Names and family details containing the personal information of no fewer than 22,000 ISIS jihadists in Syria and Iraq have been obtained and revealed.
The documents also revealed a collection of application forms completed with references and next of kin inclusive. The documents were reportedly leaked by a certain disgruntled jihadi, Abu Hamed.
DailyMail reports that the cache contains the details of at least 16 British fighters, including Birmingham hacker, Junaid Hussain and Cardiff-born Reyaad Khan, who were both killed by a US drone in 2015.
Other valuable items uncovered were data for security services battling the terror group with names, nationalities, addresses, telephone numbers, family contacts and the fighter’s personal recruiter attached.
The files also include British rapper, Abdel Bary, a 26-year-old from London who joined IS in 2013 after visiting Libya, Egypt and Turkey, the son of convicted terrorist Adel Abdul Bary, who was pictured in August last year holding the severed head of a captured Syrian army soldier who had been executed.
The discovered files were passed to Sky News on a memory stick stolen from the Head of Islamic State’s internal security police, Abu Hamed who had been entrusted to protect the organisation’s core secrets, an organisation described by insiders as the group’s SS.
Reports say he (the Head of Islamic State’s internal security police) rarely parted with the drive.
Disillusioned with the Islamic State leadership, Hamed says it has now been taken over by former soldiers from the Iraqi Baath party of Saddam Hussein.
He claims the Islamic rules he believed in have totally collapsed inside the organisation, prompting him to quit.
He told Sky News that IS was giving up on its headquarters in Raqqa and moving into the central deserts of Syria and ultimately Iraq, the group’s birthplace.
Asked if the IS files could bring the network down, he nodded and said simply: ‘God willing.’
The documents are from ISIS’ entrance interviews, probably held in Raqqa, Syria, and show that the terror group has its own human resources department and they also show the name of the ISIS ‘fixer’ who ‘recommended’ the individual on the form, giving spies a better idea of who runs the group’s recruitment network.
The documents also have the route they took to Syria or Iraq date, time and place of death if applicable, meaning security services now know exactly who has perished.
Recruits from at least 51 countries, including the UK, who traveled to the region to join the murderous terror organisation – notorious for its brutality, including beheadings, crucifixions and massacres – were ordered to give up their most sensitive information.
Details were logged on an extraordinary induction form and only when a recruit had filled in the 23-question registration card were they allowed into the group, also known as Daesh.
Questions on the form included date of birth, marital status, previous jobs, who recommended them, if they had fought before, what role they would take – for instance, ‘fighter’ – and any ‘specialist skills’.
The forms even include contact details for next of kin.
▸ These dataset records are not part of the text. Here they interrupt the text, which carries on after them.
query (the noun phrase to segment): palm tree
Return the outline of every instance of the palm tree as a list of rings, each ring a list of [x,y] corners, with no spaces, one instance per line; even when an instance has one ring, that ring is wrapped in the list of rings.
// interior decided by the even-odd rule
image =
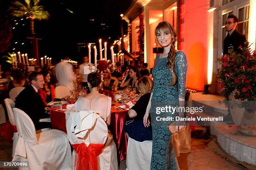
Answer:
[[[48,12],[44,9],[44,7],[39,5],[40,0],[25,0],[23,2],[15,0],[12,3],[10,8],[11,14],[15,17],[27,17],[30,19],[30,30],[32,37],[31,39],[33,45],[32,49],[32,55],[36,58],[37,65],[39,65],[39,59],[38,52],[37,38],[35,37],[34,20],[47,20],[49,15]]]
[[[44,10],[44,7],[39,5],[40,0],[25,0],[23,3],[15,0],[10,8],[11,14],[15,17],[28,17],[31,22],[31,33],[35,35],[34,20],[47,20],[50,15],[48,11]]]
Many of the names on the registration cards are well known.
Experts described the document trove as the ‘biggest counter-terrorism breakthrough in years’ and believe the files could be invaluable in tackling jihadists who have sneaked back into Europe intending to bring bloodshed to the streets in ‘enormous and spectacular’ attacks.
Former UK intelligence chiefs reportedly described the documents as a ‘goldmine’ and it is believed to be the biggest ISIS intelligence haul ever uncovered.
But the major breakthrough from the documents is the revealing of the identities of a number of previously unknown jihadis in the UK, northern Europe, the Middle East and North Africa, the United States and Canada.
Their whereabouts are crucial to breaking the organisation and preventing further terror attacks.
Richard Barrett, a former MI6 global terrorism operations director, said the files could prove to be the ‘biggest breakthrough in years’ in the counter-terror fight.
He said: “It will be an absolute gold mine of information of enormous significance and interest to very many people, particularly the security and intelligence services.’
“Many of the recruits passed through jihadi ‘hotspots’ such as Yemen, Sudan, Tunisia, Libya, Pakistan and Afghanistan.
“One of the files is marked ‘Martyrs’ and details a brigade manned entirely by fighters who wanted – and were trained – to carry out suicide attacks.
“Some of the telephone numbers on the list are still active and it is believed that although many will be family members, a significant number are used by the jihadis themselves,” Barrett noted.